Projects

AfriBooms

Building a treebank for Afrikaans

July, 2013 - June, 2014

While a wide range of resources and technologies exist for Dutch, enabling the implementation of sophisticated language technologies and advanced linguistic research, Afrikaans is still considered a resource-scarce language. Due to the under-resourced status of Afrikaans and the fact that it is closely-related to Dutch, it often turns out to be faster and cheaper to use and adapt existing Dutch tools than to develop tools for Afrikaans from scratch. The aim of this project is the creation of an Afrikaans treebank using a Dutch parser.
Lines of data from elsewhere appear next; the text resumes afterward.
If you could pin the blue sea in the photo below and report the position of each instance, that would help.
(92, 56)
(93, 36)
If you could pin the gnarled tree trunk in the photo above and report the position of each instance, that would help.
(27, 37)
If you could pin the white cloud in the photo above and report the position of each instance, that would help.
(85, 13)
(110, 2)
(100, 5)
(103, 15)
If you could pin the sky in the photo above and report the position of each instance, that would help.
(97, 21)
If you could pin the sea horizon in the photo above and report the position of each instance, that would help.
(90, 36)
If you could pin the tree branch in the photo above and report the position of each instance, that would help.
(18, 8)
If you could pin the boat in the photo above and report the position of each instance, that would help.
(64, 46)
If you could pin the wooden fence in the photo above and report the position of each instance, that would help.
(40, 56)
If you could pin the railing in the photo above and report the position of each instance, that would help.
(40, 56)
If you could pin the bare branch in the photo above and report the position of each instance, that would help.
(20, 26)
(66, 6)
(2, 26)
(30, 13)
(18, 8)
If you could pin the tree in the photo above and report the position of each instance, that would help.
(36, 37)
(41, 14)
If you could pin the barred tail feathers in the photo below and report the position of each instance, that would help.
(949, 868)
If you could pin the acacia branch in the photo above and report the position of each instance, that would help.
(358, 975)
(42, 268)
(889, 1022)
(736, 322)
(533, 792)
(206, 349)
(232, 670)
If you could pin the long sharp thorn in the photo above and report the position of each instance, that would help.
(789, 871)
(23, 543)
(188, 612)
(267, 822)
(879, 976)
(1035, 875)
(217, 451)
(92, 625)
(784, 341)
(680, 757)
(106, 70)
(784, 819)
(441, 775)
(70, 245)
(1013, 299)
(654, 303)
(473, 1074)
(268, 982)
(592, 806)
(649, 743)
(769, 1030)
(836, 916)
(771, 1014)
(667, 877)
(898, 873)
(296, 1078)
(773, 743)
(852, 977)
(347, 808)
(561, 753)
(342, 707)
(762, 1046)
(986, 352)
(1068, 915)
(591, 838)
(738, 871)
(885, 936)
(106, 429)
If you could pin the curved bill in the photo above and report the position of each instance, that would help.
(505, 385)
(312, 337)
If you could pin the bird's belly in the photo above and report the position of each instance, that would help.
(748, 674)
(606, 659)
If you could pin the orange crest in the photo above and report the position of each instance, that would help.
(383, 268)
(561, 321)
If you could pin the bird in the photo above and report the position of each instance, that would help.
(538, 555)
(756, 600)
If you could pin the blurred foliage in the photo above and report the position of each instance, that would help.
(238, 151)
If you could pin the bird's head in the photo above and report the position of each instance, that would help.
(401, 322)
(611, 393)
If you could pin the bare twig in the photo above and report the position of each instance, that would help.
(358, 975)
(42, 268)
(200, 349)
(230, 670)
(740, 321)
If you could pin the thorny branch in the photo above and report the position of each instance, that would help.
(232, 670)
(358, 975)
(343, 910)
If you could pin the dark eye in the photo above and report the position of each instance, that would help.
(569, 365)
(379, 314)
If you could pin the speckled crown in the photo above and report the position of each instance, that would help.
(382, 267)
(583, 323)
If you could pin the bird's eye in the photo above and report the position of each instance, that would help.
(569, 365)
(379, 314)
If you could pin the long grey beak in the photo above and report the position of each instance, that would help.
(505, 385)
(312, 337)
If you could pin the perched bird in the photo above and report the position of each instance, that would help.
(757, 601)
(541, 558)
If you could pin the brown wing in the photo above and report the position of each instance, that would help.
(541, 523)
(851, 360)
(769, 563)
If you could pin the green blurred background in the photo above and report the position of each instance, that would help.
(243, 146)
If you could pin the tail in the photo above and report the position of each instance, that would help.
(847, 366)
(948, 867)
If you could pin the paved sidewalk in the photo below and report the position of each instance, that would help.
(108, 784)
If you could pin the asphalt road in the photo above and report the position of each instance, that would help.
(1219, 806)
The treebank will be included in GrETEL in order to make it searchable online.

GrETEL 2.0

Querying very large treebanks

June, 2013 - May, 2014

The aim of this project is the adaption of GrETEL for querying very large treebanks, such as the reference corpus for written Dutch (ca. 500M tokens, 41M sentences). The main challenge is to make this huge treebank searchable as fast as the small treebanks that are currently included in GrETEL.

NEDERBOOMS

Exploitation of Dutch treebanks for linguistic research

October, 2010 - February, 2012

The recent construction of large treebanks for spoken and written Dutch (CGN, LASSY, SoNaR) has created new and exciting opportunities for the empirical investigation of Dutch syntax and semantics. At the moment the exploitation of those treebanks requires knowledge of specific data structures and query languages. The purpose of this project is the development of user-friendly and well-documented tools for the exploitation of treebanks by linguists who are not familiar with language technology. The Nederbooms project is in line with the main CLARIN goal of applying the results of speech and language technology to research in the humanities.